Troubled by the depiction of mentally ill characters in popular novels, movies, and TV shows, this horror author has some tips for taking a more sensitive approach to the topic.
In Heath Ledger’s Oscar-winning performance in his portrayal of Batman’s most notorious villain in The Dark Knight, he said, “As you know, madness is like gravity. All it takes is a little push.”
The film, the actor, and real life orchestrated a cacophony that sends a chill up my spine to this very day. When I used to run the ScHoFan Critique Group in the Greater Los Angeles Writers Society, I remember a time when I introduced a story with a suicide narrative. It was then that I learned how using the wrong language could trigger a negative response.
I never wrote that story, becoming aware that reinforcing certain stereotypes of people with mental illnesses was dangerous and could cause real-life discrimination, or worse, harm. There have actually been novels, which I will not name out of sensitivity to the subject, that led to a copycat effect that increased by more than 300% after one of those novels was published.
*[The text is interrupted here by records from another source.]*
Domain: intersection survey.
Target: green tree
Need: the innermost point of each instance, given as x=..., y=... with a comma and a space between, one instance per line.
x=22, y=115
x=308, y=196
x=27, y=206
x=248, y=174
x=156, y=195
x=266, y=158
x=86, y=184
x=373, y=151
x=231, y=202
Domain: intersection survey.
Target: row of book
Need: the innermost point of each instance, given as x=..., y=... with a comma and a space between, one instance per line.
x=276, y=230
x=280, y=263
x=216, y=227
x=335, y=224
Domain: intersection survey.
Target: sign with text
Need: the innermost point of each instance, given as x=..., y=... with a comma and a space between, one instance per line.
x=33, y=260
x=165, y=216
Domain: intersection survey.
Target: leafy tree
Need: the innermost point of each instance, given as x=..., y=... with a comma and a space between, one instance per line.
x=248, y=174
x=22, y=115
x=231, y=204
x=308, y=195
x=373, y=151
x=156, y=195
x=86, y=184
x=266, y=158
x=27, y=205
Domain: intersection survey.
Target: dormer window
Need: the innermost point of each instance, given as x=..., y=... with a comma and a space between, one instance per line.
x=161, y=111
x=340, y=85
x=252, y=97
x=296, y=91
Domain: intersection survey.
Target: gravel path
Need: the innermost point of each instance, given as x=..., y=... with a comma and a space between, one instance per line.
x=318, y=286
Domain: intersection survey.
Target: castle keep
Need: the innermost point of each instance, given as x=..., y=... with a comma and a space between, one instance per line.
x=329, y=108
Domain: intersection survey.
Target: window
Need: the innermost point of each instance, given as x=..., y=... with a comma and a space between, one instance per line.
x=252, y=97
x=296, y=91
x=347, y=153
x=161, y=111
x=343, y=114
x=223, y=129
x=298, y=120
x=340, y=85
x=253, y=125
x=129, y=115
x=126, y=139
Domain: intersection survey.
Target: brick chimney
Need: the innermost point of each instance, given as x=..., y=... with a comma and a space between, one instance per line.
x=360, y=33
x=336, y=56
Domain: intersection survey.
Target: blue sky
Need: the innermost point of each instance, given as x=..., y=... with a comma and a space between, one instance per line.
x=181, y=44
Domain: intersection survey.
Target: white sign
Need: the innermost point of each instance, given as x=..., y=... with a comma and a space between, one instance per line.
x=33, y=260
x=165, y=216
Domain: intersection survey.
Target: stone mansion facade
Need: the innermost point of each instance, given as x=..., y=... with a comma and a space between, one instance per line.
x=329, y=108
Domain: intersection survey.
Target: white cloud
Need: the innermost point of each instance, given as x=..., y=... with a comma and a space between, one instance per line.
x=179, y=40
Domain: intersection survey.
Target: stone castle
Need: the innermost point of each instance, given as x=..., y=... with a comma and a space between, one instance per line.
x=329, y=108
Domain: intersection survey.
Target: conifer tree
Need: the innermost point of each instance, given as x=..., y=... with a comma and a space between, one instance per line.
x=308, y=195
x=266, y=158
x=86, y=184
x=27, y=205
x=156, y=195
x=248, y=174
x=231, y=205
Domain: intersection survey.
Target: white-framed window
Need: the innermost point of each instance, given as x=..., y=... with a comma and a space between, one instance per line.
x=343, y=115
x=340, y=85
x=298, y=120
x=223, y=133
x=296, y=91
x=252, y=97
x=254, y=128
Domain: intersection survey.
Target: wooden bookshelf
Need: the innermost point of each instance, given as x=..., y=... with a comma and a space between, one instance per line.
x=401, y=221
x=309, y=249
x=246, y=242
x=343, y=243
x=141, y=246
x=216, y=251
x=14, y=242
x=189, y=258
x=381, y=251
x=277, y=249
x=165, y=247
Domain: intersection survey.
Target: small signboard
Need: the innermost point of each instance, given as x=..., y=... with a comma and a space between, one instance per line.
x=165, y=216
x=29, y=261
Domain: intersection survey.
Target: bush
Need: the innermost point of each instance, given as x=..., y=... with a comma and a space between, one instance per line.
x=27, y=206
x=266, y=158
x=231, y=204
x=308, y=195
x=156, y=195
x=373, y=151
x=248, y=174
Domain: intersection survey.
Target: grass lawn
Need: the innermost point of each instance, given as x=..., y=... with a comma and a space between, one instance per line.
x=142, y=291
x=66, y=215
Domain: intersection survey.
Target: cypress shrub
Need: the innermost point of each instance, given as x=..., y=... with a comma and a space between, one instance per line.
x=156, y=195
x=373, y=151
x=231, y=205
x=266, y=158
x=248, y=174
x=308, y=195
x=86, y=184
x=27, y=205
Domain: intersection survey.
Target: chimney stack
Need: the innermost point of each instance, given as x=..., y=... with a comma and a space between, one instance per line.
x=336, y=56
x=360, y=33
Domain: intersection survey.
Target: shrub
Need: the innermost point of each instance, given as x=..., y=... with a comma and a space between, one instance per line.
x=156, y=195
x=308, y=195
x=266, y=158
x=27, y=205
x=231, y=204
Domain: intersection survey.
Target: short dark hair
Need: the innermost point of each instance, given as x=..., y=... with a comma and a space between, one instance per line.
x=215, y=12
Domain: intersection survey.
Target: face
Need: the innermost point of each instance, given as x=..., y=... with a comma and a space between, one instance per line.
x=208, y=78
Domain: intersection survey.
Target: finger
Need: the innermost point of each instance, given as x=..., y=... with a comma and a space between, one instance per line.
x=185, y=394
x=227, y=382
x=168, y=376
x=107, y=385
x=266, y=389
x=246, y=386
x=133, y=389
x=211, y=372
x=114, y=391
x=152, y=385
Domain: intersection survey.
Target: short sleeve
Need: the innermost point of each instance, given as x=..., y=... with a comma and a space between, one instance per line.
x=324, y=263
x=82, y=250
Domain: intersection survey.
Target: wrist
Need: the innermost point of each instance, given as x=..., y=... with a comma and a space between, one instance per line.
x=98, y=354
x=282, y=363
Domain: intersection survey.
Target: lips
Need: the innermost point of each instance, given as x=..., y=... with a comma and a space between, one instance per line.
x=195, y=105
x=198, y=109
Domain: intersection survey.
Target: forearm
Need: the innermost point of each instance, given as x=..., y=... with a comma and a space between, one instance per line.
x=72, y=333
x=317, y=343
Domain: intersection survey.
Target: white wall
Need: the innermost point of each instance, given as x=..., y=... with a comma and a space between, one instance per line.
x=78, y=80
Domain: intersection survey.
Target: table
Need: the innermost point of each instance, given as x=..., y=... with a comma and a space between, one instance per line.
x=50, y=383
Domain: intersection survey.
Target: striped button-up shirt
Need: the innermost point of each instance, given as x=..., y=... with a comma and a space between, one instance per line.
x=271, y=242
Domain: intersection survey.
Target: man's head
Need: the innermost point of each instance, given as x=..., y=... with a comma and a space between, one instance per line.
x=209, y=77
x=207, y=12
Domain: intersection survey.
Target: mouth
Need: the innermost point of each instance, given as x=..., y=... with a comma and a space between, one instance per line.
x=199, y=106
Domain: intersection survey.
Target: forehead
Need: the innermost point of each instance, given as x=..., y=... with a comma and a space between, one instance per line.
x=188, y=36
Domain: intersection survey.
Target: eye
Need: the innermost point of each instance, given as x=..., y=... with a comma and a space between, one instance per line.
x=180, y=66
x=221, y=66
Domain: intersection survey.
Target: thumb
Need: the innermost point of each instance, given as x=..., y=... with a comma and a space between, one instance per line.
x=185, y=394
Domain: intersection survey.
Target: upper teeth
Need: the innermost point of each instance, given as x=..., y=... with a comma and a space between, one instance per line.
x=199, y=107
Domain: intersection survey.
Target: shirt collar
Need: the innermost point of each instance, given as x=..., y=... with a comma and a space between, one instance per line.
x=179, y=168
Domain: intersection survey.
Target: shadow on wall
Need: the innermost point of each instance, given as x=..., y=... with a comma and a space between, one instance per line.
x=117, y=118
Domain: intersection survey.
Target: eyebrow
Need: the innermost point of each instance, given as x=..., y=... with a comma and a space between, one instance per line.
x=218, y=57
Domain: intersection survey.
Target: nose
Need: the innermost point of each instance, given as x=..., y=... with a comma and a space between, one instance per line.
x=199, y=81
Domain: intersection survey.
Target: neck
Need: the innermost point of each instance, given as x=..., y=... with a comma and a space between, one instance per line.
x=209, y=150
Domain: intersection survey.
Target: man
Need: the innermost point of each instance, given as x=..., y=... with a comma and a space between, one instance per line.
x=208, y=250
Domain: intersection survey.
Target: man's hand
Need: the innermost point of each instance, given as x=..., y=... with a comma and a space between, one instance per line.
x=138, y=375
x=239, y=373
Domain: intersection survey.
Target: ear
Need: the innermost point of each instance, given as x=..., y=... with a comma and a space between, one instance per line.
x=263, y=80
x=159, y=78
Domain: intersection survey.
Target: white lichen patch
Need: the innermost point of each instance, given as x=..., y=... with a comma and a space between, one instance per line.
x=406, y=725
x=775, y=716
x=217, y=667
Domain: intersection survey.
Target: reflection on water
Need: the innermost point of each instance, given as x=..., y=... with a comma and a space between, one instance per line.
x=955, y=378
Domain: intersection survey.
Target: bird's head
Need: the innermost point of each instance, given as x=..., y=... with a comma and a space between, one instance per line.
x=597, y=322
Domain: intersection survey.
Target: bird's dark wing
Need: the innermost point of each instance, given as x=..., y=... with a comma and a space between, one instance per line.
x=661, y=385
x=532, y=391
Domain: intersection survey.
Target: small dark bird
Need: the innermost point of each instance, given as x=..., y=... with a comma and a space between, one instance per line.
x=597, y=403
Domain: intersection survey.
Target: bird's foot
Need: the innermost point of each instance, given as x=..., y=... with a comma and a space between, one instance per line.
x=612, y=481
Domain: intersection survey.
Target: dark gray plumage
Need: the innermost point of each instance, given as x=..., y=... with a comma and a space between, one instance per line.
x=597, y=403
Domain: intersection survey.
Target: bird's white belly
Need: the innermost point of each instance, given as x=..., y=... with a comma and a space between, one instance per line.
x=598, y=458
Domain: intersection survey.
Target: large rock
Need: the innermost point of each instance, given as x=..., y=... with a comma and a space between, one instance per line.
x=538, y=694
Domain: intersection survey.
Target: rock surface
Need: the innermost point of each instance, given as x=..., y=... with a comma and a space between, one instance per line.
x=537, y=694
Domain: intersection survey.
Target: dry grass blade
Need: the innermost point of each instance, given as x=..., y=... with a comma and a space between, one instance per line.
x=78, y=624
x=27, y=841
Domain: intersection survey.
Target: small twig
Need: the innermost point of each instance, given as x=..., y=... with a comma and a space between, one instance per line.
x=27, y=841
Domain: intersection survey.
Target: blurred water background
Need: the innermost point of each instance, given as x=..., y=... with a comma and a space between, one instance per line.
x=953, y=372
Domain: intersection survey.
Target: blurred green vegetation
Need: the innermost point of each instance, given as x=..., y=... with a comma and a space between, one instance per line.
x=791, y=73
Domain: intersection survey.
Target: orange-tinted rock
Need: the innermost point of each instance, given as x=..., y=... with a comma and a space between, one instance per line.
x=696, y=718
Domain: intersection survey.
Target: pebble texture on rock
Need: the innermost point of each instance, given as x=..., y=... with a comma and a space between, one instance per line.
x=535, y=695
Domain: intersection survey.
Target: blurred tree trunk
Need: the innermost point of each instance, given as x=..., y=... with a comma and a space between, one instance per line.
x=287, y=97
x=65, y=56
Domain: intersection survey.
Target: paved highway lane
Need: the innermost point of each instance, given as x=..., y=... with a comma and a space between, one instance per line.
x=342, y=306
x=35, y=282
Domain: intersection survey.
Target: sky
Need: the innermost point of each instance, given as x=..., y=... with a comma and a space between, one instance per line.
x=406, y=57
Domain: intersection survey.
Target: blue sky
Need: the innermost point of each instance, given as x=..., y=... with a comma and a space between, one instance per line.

That is a stunning number.
In this article, I’d like to discuss whether horror writers should start exploring how to develop characters with severe mental illnesses with fairer and more accurate representation, how writing certain stories actually increases copycat responses, and what stories are out there in the horror genres that chose to tread different paths of presenting mental illness.
Does the DC film Joker: Put On A Happy Face portray the character as a psychopath or a mentally ill person? The film creates empathy for the character, and portrays him as a person that has a difficult time dealing with an array of physical abuse. When the supervillain first appeared in the debut issue of the comic book Batman on April 25, 1940, the joker was introduced as a psychopathic prankster with a warped sense of humor.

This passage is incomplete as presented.